The Sprezie Story

Sprezie spent 12 years working with university researchers, a non-profit, and the crimnal justice system to develop Sprezie.


Sprezie has been decades in the making.

In 1996, we developed an automated phone coaching process to gather data from recovering, homeless inner-city crack cocaine addicts to support a research study by the University of Alabama. After years of data collection, the researchers were surprised to discover that the subjects who were involved in the phone data collection had significantly lower relapse rates.

We took that information and began building a phone coaching system that could be used with training. In 2004 we partnered with a non-profit and the criminal justice system and began working with criminal offenders. For the next nine years, Brigham Young University conducted random control trials with participants in our program. Their studies, published in the International Journal of Comparative Criminology and Offender Therapy, found that our technology-facilitated and sustained positive behavior change - reducing the recidivism rate among offenders by 50% when compared to a statistically identical control group.

Criminals are among the most challenging populations to change.

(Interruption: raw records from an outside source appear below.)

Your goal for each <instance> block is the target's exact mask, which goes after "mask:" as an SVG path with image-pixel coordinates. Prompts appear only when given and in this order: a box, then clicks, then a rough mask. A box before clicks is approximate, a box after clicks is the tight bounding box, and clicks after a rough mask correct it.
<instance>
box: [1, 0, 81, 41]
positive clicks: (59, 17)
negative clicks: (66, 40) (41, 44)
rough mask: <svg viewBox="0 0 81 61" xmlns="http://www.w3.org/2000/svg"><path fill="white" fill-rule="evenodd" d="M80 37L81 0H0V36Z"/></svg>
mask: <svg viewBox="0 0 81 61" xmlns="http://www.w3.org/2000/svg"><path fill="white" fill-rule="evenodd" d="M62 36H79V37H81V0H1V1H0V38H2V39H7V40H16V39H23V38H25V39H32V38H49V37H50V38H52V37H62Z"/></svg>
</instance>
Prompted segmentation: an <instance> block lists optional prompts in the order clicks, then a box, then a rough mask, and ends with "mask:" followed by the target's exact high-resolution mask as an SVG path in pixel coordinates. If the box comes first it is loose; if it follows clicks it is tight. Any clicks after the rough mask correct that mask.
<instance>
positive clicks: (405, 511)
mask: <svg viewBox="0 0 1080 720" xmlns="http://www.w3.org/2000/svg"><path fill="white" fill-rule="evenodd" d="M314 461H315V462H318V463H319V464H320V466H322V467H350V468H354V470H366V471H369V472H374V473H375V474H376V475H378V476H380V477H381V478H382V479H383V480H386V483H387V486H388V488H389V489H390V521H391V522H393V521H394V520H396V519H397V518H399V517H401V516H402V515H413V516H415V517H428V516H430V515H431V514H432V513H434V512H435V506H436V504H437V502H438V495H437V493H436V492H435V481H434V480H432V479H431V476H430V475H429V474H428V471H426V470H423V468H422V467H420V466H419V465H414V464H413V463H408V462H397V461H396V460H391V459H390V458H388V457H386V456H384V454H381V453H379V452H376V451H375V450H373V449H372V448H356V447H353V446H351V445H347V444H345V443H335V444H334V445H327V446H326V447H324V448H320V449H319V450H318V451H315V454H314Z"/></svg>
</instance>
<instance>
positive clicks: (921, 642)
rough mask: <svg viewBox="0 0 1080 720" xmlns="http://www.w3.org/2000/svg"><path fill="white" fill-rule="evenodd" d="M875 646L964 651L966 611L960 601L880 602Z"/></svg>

Based on the study results, and the joy of watching people improve their lives, we realized Sprezie is one of the few training related products verified by independent research, proving it works. We decided to take the technology to the corporate training market.

In 2015 we began a significant upgrade of the technology for the corporate environment. We refined, tweaked and adjusted the process based on the research and feedback from early adopters. Our first training company client was DialogueWorks and the Real Talk™ training program. DialogueWorks bundles Sprezie with every training course they teach.

After hundreds of people used Sprezie, DialogueWorks had the data to show how trainees use the training when they return to the job. The results illustrate the program's value.

NASA started using Sprezie with engineers. The National Guard is using it with recruiters. Corporate clients are using it with training, coaching and development programs. The corporate results mirror those in the criminal justice system.

For the first time, organizations can support trainees as they implement what they learned and organizations have continuous data to measure program impact.